Free throws are the only time you shoot when the game is stopped. You’re not in your natural rhythm. In short, there’s too much time to think. Players start thinking about things like mechanics and past negative outcomes and get into what I call right-brained thinking. But often, you see the same player make that shot in the natural flow of the game, no problem.
The same principles apply in pitching… You’re out there alone on the mound, nothing happens until you throw the ball. If you can stay loose and in flow, you give yourself the best shot at executing a quality pitch. If you start worrying and obsessing about mechanics, you don’t have a shot.
Now I’d never practiced that shot with the toy outside before that moment, so how did my body know what to do? Simple. I wasn’t worried about mechanics.
I’ve been throwing, tossing, shooting things all my life – baseballs, basketballs, footballs (heck, you can also throw in there tennis balls, apples, rocks, snowballs and a slew of other objects light enough to hold and toss). I know what throwing a heavy object feels like, I know what throwing a light object feels like.
Now if I took that same shot 20 times, would I make it every time? Not a chance. Was luck involved? Maybe. But the point is, I made the shot without giving an ounce of thought to mechanics or where my release point needed to be. I just felt the weight of the toy, and my mind told my body exactly what it needed to do to throw it in the bucket.
You’ve probably had experiences like this before. Ever make a wild basketball shot, or throw a crumpled up paper into a trash can? How did your body learn how to do that?
The mind/body connection is more powerful than most people realize. Doctors and scientists don’t even completely understand how it works, but there’s no denying it. And you enhance this connection when you play more than one sport.
This is also one of the benefits of long toss. You learn how to hit a target from different distances. It takes you out of the confines of the pitching delivery – you can stop thinking “I need to have perfect mechanics” – and gives you instant feedback. You can read more about that here: The Long Toss Debate (Part II): The Benefits.
So are good mechanics important for pitching? Absolutely. Are mechanics the biggest cause for control problems? Not exactly, but they’re certainly a factor.
But here’s the bigger question: Will thinking about mechanics make it easier to throw strikes?
Mechanics are important for power and consistency. But once you commit to making the pitch, you have to just trust your mechanics, focus on your target, and execute the pitch.
Here are some quick tips for developing a solid, repeatable delivery, so that when it comes time to compete, you’re not thinking about mechanics.
- Use good drills: Drills are helpful for training different aspects of the pitching delivery.
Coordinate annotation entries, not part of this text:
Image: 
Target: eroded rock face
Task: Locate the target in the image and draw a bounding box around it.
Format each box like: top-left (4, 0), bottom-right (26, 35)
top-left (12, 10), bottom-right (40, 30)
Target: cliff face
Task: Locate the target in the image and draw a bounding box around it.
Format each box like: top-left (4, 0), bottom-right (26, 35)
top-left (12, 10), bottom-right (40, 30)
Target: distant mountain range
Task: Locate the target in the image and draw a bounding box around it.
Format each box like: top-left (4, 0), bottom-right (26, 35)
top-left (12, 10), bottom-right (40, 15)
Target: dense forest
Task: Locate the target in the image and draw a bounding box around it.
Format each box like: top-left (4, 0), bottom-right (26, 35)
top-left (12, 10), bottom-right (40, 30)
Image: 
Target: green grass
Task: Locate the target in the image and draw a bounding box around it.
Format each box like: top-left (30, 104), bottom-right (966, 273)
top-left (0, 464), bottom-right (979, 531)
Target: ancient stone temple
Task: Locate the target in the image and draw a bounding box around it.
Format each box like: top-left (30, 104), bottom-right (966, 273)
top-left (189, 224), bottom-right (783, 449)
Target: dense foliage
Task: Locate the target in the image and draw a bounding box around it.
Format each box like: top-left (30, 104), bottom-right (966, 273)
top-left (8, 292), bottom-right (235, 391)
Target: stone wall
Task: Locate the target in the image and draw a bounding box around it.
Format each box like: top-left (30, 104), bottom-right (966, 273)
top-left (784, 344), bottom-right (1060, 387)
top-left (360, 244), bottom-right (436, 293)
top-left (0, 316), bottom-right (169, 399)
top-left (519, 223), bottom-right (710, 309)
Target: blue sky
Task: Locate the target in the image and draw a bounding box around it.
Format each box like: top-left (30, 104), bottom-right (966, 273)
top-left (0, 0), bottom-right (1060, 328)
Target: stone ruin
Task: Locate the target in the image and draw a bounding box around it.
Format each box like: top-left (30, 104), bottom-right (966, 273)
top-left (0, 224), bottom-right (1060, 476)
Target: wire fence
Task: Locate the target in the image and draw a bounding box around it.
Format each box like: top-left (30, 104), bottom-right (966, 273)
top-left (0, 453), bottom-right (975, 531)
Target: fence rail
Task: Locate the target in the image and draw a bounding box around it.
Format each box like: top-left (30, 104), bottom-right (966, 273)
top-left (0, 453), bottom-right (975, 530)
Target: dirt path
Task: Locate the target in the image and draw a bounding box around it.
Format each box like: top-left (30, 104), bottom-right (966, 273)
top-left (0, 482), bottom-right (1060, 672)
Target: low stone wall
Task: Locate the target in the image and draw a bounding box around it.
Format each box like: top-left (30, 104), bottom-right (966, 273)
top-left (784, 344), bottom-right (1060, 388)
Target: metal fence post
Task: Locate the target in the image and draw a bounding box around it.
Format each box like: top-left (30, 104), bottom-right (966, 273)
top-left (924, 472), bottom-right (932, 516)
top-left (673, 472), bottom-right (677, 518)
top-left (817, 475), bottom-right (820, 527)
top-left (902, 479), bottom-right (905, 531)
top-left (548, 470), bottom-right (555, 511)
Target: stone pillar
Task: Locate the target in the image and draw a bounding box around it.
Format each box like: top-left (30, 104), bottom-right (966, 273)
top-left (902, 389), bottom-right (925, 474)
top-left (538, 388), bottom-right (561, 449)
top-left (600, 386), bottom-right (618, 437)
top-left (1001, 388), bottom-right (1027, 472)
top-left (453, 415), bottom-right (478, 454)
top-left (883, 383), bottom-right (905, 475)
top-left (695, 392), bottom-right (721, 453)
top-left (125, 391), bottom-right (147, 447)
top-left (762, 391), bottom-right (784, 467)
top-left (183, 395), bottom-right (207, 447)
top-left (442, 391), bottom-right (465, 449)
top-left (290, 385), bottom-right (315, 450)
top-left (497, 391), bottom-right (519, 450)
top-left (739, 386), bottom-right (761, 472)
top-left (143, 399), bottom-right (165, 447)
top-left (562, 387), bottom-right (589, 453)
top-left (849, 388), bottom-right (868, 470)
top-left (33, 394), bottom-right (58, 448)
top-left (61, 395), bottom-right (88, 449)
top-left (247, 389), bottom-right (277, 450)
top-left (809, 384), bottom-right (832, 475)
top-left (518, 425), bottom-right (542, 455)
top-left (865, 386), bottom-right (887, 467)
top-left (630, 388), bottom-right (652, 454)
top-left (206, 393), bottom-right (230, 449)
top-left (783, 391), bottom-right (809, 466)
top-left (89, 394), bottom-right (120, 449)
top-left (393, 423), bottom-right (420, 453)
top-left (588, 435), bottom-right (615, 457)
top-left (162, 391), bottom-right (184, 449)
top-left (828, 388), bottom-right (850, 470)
BUT, and this is important…
- Stick with drills that train good movement patterns (rather than focusing on positions!) There are a ton of bad pitching drills out there.
- Repeat your delivery: Repetition breeds consistency. This can include mound work (bullpen work) or what’s sometimes referred to as dry work or shadow work (basically practicing your delivery without a ball). If using a towel helps give you the feel for practicing your delivery with something in your hand, that’s fine too, just make sure you use it this way.
Bonus tip: Practice your delivery with your eyes closed.
It will really help you hone in on what your body is feeling.
When working on control and command, emphasize FEEL over mechanics.Throw one low and away – how did that feel? Repeat it. Now throw one inside – how did it feel? Repeat. The same way repeating your delivery improves consistency with your mechanics, repetitive “target practice,” so to speak, will improve control and command.
Instead of focusing entirely on one specific skill like pitching, I encourage young athletes to play other sports. The challenges and unique demands of each sport will improve motor coordination, body awareness, and make you an all around better athlete. And being a better athlete will make you a better pitcher.